Pré-natal e fertilidade exigem planejamento, alerta obstetra
Médica destaca pré-concepção, sinais de alerta e riscos da automedicação
Por: Marcos Flávio Nascimento
08/04/2026 • 15:00
Cuidados com a saúde feminina, planejamento da gravidez e riscos da automedicação foram temas de destaque na entrevista da médica obstetra Adriana Monteiro ao apresentador Luis Ganem, no programa Portal Esfera no Rádio, nesta quarta-feira (8), na Itapoan FM (97,5). Durante a conversa, a especialista reforçou a importância do pré-natal e da consulta pré-concepcional para reduzir complicações na gestação.
Segundo a médica, o acesso ao atendimento existe tanto pelo SUS quanto pela rede privada, mas ainda há entraves, principalmente em casos de maior complexidade.
“O SUS está bem organizado nesse aspecto, consegue iniciar o pré-natal com tranquilidade, mas às vezes há dificuldade no acesso ao pré-natal de alto risco”, explicou.
Ela destacou que há esforços para reduzir índices como mortalidade materna, mortalidade fetal e complicações como pré-eclâmpsia e parto prematuro.
No acompanhamento ginecológico, a orientação é manter exames básicos em dia.
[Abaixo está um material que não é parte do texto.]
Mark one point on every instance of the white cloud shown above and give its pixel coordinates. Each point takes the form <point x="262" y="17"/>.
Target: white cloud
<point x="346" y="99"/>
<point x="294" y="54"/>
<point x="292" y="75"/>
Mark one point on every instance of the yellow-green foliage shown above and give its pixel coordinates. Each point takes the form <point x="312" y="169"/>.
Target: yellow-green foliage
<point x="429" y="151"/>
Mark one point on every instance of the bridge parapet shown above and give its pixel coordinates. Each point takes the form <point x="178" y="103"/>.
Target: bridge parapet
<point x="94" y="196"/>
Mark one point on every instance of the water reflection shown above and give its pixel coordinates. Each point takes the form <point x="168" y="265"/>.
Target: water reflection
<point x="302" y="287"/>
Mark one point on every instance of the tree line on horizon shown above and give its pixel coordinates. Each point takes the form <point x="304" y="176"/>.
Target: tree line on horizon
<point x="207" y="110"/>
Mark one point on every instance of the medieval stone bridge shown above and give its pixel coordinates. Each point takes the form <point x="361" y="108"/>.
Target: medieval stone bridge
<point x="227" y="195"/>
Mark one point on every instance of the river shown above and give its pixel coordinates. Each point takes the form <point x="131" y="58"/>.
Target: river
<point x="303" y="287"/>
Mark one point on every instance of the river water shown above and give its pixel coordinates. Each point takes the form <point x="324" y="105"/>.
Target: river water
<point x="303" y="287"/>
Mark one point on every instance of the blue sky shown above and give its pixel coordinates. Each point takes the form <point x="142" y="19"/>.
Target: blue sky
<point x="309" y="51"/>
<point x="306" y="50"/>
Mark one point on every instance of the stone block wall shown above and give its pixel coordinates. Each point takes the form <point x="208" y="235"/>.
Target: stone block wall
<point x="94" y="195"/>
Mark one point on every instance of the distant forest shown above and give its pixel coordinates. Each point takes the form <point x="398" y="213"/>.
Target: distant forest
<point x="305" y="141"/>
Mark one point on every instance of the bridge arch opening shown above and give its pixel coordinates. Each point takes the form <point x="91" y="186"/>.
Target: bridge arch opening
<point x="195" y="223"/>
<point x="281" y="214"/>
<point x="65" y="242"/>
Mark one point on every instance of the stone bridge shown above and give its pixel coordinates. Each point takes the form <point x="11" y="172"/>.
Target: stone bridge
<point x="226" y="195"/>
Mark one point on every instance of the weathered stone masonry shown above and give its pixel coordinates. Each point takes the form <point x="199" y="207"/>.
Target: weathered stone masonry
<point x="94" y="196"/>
A especialista reforçou que o preventivo anual continua sendo essencial:
“Se você não tem nenhum problema de saúde, o mínimo é fazer o preventivo uma vez ao ano."
Alertas com atenção dobrada
Além disso, ela chamou atenção para sinais que não devem ser ignorados, como alterações na menstruação, sangramentos fora do período ou após relações sexuais e mudanças nas mamas.
Outro ponto abordado foi o uso indiscriminado de hormônios, muitas vezes motivado por estética. Para a médica, a prática pode trazer consequências sérias. “Evite automedicação. O que funcionou para outra pessoa não necessariamente serve para você”, alertou. Ela também destacou que o uso inadequado pode impactar diretamente a fertilidade, inclusive com risco de infertilidade em alguns casos.
A entrevista também trouxe um alerta sobre o adiamento da gravidez. De acordo com a obstetra, cada vez mais mulheres estão tentando engravidar após os 40 anos, o que exige maior atenção. “O bom óvulo dos 40 precisa ser cultivado desde os 20”, disse. Apesar disso, ela pondera que é possível ter uma gestação saudável nessa fase, desde que haja acompanhamento e preparação adequada.
Por fim, a médica reforçou a importância da consulta pré-concepcional, que deve ser feita com antecedência. “Hoje a gente pede até um ano antes de engravidar, porque muitas vezes é preciso organizar a saúde do casal”, explicou. A recomendação inclui ajustes na alimentação, prática de atividade física e avaliação clínica, com foco em uma gestação mais segura.